こいつは俺の本当の俺をわかってくれている。

今日もここでこいつといっしょに歌う。
「ギャラリーSOLEIL」はギャラリーだけど 光一さんの趣味的な色が濃くてまだ無名のアーティストばかりの作品が展示してある。「SOLEIL」はフランス語で「太陽」の意味だから陽の当たらない奴らに光を当ててやろうという事なのかもしれない。
まだ売れてない無名のやつの方が俺にはその魂みたいな輝きが壁じゅうから感じられてとても刺激をもらう。

歌う時にすごく高揚したりする。
売れようとして、もがいているヤツや、今の自分をただ激しく表現したくて作品にぶつけているヤツなんかで囲まれているからそうなるのかもしれない。

仄暗い片隅にいると時々得体の知れないオーブみたいなヤツがそこら中に飛び交っている時もある。

何かを表現するのは、すごいエネルギーが使われているんだと、ここに来るたびに感じて刺激をもらうのだ。

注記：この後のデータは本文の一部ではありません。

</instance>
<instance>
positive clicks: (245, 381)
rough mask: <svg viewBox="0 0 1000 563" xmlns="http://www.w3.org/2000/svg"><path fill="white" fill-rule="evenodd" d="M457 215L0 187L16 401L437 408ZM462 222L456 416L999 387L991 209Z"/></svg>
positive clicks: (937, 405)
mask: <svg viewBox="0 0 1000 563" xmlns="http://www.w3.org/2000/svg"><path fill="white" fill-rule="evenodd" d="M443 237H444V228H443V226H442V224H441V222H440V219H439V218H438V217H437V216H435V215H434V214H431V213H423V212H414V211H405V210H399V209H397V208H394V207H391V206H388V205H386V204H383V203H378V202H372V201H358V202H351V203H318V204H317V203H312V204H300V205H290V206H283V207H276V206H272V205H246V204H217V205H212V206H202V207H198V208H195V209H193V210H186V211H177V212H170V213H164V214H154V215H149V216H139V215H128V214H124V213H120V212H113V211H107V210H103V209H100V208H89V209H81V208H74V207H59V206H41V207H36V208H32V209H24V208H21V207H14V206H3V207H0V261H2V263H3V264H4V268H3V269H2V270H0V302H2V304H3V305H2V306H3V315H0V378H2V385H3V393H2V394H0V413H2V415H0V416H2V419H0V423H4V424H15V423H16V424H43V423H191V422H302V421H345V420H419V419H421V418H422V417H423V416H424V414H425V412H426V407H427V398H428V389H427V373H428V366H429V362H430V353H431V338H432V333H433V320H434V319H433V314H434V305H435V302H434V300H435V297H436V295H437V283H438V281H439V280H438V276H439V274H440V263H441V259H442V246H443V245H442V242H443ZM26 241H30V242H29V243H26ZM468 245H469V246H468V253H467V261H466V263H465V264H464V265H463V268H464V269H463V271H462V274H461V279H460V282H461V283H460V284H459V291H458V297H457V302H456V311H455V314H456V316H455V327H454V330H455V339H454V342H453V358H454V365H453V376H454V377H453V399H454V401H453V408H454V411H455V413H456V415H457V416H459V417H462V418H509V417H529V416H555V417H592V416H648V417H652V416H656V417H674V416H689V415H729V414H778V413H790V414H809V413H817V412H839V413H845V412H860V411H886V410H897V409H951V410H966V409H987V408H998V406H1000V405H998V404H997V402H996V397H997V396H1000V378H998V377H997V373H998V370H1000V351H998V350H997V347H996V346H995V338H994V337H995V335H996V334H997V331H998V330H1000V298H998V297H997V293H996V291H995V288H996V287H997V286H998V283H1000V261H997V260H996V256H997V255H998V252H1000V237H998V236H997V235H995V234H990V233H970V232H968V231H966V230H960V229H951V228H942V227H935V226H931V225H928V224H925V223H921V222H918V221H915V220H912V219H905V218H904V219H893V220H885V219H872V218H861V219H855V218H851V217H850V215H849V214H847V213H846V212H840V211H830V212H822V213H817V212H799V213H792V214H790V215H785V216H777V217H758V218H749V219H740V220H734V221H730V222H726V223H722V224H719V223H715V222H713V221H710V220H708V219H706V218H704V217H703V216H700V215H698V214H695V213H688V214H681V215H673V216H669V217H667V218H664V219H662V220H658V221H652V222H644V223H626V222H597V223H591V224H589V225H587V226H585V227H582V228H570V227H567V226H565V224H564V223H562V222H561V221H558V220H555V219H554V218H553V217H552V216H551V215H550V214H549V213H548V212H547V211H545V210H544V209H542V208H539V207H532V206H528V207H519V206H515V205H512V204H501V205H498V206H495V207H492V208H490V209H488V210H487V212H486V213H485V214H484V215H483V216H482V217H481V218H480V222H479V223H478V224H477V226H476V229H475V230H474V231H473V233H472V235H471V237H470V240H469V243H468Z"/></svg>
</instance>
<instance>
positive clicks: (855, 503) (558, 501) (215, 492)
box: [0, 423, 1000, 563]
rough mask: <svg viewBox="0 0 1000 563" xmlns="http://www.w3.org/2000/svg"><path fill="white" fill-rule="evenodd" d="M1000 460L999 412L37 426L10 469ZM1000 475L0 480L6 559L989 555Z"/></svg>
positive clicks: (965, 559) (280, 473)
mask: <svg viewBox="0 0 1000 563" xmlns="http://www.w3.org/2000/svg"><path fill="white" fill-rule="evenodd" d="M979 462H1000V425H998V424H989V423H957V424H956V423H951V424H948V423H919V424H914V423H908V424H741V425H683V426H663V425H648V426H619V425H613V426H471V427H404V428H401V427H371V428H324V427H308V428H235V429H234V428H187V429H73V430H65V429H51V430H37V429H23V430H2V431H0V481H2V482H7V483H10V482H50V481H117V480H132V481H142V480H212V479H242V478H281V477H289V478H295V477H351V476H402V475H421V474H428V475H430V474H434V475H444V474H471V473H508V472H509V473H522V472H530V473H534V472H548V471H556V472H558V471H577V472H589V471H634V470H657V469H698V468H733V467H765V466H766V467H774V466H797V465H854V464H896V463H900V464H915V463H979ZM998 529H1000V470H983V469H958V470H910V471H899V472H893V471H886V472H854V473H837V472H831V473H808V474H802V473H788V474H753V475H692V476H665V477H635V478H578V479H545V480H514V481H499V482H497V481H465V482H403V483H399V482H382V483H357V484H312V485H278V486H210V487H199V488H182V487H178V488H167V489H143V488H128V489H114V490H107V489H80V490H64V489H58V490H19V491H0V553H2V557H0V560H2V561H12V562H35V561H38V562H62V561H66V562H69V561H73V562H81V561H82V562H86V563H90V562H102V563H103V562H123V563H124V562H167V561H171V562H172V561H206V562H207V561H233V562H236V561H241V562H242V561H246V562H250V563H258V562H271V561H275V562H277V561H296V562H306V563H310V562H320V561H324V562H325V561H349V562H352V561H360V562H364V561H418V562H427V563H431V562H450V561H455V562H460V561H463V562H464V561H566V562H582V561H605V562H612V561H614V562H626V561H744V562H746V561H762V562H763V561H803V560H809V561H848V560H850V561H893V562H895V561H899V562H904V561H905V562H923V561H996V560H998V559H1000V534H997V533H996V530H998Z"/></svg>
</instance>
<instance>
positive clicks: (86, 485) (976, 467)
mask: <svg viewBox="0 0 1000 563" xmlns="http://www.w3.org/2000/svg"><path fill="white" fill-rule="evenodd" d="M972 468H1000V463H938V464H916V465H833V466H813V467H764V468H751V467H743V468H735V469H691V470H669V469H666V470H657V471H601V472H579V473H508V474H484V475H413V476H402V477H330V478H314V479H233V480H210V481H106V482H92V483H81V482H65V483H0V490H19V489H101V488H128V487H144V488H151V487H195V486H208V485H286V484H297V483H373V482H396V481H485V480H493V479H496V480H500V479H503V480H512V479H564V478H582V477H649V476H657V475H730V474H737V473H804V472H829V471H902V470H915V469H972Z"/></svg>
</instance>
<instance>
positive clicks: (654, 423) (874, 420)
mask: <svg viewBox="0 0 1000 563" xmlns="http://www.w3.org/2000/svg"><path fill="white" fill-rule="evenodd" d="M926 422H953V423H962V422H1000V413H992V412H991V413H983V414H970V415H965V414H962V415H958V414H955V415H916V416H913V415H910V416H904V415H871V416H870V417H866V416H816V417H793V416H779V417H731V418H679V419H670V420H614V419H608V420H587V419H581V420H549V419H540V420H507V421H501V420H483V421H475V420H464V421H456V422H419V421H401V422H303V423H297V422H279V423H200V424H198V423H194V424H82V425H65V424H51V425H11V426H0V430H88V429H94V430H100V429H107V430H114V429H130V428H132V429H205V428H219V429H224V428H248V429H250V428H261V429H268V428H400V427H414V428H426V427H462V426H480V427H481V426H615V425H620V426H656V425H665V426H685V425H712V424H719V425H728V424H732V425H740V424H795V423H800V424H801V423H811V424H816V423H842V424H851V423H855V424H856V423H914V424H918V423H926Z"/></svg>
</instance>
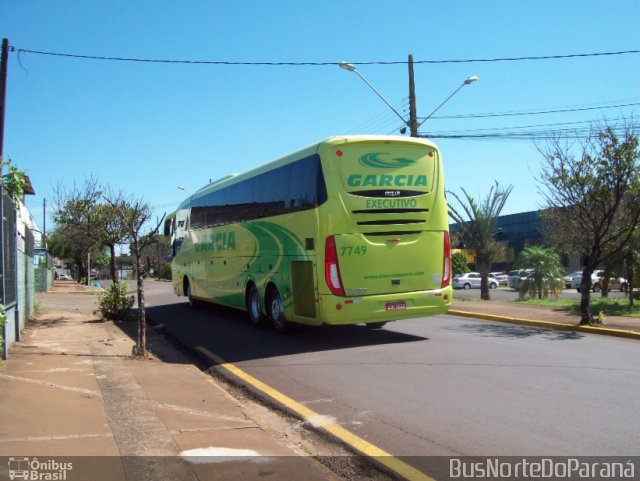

今はもうすっかり片付けられているが沙耶の作品が飾ってあった時は、銀色のドームの中にいて眩しいくらいの銀色だった。彼女はいつも銀色のベールをまとっているようで彼女自身が発光体のように俺には見えていた。
それはまるで蜃気楼のようだった。

今は面影だけがホログラムのように時々俺の頭の中に浮かぶ。
いつか現実に現れてくれると信じて、願って、ここ「SOLEIL」で歌っているのだ。

光一さんといると沙耶の気配を、沙耶の息吹きを感じられるから。